In der Corona-Pandemie boomt die Nachfrage nach Videosprechstunden. Der PKV-Verband hat sich jetzt mit der Bundeszahnärztekammer (BZÄK) und den Beihilfeträgern auf Abrechnungsempfehlungen für telemedizinische Leistungen durch Zahnärzte verständigt.

25.02.2021 - Aus Sorge vor einer Infektion mit dem Coronavirus in der Arztpraxis sind viele Patienten auf Videosprechstunden umgestiegen. Auch Zahnärzte können telemedizinische Leistungen anbieten. Bei welchen zahnmedizinischen Behandlungen die digitale Kommunikation mit dem Patienten sinnvoll ist und nach welchen Vorgaben Zahnärzte diese Leistungen zukünftig abrechnen werden, haben wir Dr. Gonca Hassert, Zahnärztin beim PKV-Verband, gefragt.

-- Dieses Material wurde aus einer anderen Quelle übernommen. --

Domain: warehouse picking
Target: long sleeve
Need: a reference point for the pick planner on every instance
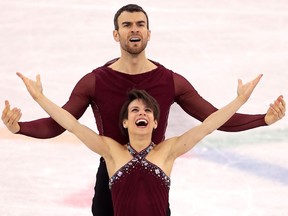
(77, 104)
(196, 106)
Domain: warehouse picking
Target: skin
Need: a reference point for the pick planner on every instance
(115, 154)
(133, 61)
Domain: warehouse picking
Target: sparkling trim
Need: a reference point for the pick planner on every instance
(139, 160)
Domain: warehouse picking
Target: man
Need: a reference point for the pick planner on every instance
(114, 80)
(139, 172)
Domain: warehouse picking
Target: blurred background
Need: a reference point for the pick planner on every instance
(211, 43)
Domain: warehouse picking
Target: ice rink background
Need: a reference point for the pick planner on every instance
(211, 43)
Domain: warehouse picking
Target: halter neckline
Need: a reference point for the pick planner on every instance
(143, 152)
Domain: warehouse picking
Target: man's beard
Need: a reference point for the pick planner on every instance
(134, 50)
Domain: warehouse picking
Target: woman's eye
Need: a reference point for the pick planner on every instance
(148, 110)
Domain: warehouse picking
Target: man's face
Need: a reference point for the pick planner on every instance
(133, 33)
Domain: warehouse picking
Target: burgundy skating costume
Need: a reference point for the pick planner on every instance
(105, 90)
(140, 187)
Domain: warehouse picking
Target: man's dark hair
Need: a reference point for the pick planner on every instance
(129, 8)
(148, 100)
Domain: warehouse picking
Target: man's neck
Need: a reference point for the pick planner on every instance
(133, 65)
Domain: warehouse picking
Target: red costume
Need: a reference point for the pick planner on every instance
(106, 90)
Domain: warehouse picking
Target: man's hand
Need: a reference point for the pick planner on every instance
(276, 111)
(34, 87)
(11, 118)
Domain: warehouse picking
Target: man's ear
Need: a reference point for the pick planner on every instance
(116, 35)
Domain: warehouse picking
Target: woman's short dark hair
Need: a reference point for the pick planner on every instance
(148, 100)
(129, 8)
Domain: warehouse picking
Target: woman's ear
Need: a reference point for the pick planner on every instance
(156, 124)
(124, 124)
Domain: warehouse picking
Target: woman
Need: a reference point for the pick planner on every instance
(139, 171)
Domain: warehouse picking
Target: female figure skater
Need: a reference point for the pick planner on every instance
(139, 170)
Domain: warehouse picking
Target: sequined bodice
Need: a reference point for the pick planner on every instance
(139, 161)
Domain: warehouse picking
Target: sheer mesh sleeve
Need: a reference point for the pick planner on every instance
(193, 104)
(77, 104)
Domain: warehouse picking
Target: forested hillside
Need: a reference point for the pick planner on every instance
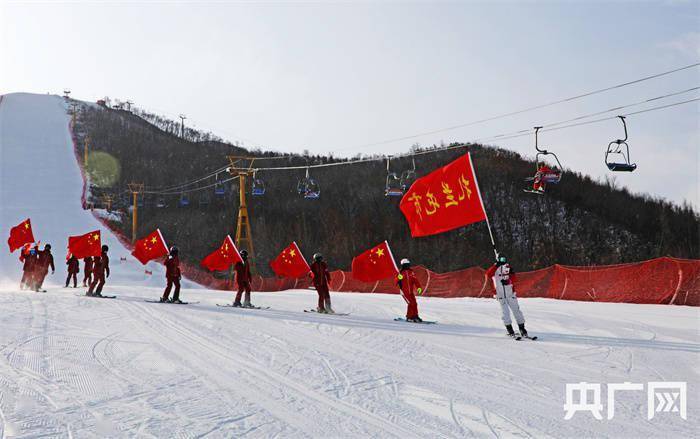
(580, 222)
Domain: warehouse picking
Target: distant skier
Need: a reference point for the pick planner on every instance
(408, 284)
(100, 271)
(321, 279)
(243, 279)
(87, 270)
(538, 184)
(503, 277)
(172, 275)
(29, 258)
(44, 261)
(73, 270)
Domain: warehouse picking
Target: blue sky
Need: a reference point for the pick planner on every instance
(331, 76)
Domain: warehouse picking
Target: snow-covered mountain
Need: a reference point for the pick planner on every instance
(85, 367)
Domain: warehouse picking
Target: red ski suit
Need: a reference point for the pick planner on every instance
(243, 278)
(172, 275)
(408, 283)
(321, 278)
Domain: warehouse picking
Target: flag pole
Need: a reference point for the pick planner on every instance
(478, 191)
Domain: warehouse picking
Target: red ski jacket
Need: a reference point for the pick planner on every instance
(409, 282)
(172, 268)
(320, 275)
(73, 265)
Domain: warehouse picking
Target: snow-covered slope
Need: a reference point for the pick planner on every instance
(81, 367)
(40, 179)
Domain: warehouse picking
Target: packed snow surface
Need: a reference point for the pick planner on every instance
(84, 367)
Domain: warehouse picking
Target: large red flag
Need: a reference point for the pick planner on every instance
(222, 258)
(375, 264)
(290, 263)
(151, 247)
(20, 234)
(89, 244)
(443, 200)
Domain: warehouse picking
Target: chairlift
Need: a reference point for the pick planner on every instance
(393, 186)
(619, 149)
(408, 176)
(543, 174)
(308, 187)
(184, 200)
(258, 188)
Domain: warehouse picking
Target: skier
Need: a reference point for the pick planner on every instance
(44, 261)
(87, 269)
(503, 277)
(243, 278)
(28, 257)
(321, 278)
(172, 275)
(73, 270)
(538, 184)
(408, 283)
(100, 271)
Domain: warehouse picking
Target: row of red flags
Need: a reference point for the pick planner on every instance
(443, 200)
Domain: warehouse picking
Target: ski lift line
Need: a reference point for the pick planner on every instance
(524, 110)
(588, 122)
(598, 113)
(519, 133)
(192, 190)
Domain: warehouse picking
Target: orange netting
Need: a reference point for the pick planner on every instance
(658, 281)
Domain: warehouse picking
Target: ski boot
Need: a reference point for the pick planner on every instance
(523, 331)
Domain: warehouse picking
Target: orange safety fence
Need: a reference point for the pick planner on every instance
(658, 281)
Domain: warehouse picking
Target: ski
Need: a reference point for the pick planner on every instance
(170, 303)
(328, 313)
(96, 297)
(242, 307)
(424, 322)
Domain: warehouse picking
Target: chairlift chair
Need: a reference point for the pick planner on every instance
(408, 177)
(258, 188)
(308, 187)
(553, 176)
(393, 182)
(619, 149)
(184, 200)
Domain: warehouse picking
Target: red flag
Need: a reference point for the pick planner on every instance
(290, 263)
(20, 234)
(222, 258)
(89, 244)
(375, 264)
(151, 247)
(443, 200)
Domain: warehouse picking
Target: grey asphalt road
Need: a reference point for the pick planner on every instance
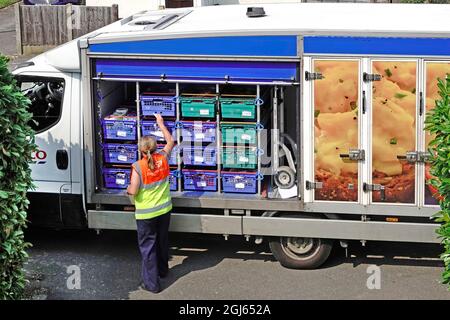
(208, 267)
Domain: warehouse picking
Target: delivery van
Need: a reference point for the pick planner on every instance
(299, 123)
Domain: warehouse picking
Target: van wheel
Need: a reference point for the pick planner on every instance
(301, 253)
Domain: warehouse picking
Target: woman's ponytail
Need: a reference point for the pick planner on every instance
(147, 145)
(150, 163)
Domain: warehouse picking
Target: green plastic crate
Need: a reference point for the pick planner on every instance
(198, 107)
(239, 158)
(238, 108)
(239, 133)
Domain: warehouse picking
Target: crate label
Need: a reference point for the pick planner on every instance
(158, 134)
(120, 182)
(200, 135)
(243, 159)
(121, 133)
(198, 159)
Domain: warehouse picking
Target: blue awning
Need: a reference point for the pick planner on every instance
(196, 70)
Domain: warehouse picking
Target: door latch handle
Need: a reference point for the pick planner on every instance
(354, 154)
(62, 159)
(375, 187)
(415, 156)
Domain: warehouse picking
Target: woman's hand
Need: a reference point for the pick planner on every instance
(159, 119)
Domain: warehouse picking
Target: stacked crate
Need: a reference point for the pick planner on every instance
(199, 134)
(119, 149)
(239, 144)
(216, 141)
(164, 104)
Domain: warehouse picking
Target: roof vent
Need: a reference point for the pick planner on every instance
(254, 12)
(144, 23)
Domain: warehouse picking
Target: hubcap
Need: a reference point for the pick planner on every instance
(300, 245)
(300, 248)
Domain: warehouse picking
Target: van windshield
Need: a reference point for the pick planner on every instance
(46, 96)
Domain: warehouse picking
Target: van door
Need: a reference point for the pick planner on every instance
(49, 94)
(394, 142)
(336, 130)
(433, 71)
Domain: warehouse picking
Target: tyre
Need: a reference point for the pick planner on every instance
(301, 253)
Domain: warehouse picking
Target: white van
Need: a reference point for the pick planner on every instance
(300, 122)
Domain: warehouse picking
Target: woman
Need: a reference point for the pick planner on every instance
(151, 190)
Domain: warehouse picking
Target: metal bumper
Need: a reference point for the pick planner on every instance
(274, 226)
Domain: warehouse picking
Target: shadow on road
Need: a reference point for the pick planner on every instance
(111, 260)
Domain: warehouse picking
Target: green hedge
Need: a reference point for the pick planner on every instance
(16, 148)
(438, 123)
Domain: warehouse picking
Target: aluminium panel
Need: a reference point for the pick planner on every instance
(341, 229)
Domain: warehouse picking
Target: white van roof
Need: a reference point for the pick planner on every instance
(429, 20)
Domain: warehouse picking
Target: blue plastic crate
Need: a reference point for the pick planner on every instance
(239, 182)
(198, 131)
(151, 128)
(120, 129)
(164, 105)
(173, 154)
(116, 178)
(199, 156)
(200, 180)
(120, 153)
(173, 179)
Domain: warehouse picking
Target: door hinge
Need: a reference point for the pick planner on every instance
(415, 156)
(313, 185)
(354, 154)
(310, 76)
(369, 77)
(375, 187)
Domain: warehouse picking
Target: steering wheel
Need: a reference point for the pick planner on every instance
(56, 90)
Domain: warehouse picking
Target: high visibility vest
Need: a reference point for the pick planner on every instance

In der Corona-Pandemie hat die Telemedizin in Deutschland einen großen Sprung gemacht. Vor allem das Interesse an Videosprechstunden ist rasant gestiegen. Gibt es diese Entwicklung auch in der Zahnmedizin?

Wir stellen fest, dass sich die Patientinnen und Patienten in der Covid19-Pandemie zunehmend mit telemedizinischen Angeboten wie der Videosprechstunde angefreundet haben. Ein hohes Interesse belegen auch repräsentative Umfragen wie vom Marktforschungsinstitut Dynata im Auftrag von jameda, Deutschlands größtem Arzt-Patienten-Portal, oder vom Digitalverband Bitkom. Die Patienten erkennen den verstärkten Nutzen von Videosprechstunden aus nachvollziehbaren Gründen: Die Ansteckungsgefahr im Wartezimmer wird vermieden, ältere und multimorbide Patientengruppen sparen sich den beschwerlichen Weg zur Arztpraxis. Die Telemedizin bringt aber auch den Ärztinnen und Ärzten mehrere Vorteile. Sie können notwendige Behandlungen, die Präsenz in der Arztpraxis erfordern, durch vorherige Videosprechstunden besser planen und vorbereiten.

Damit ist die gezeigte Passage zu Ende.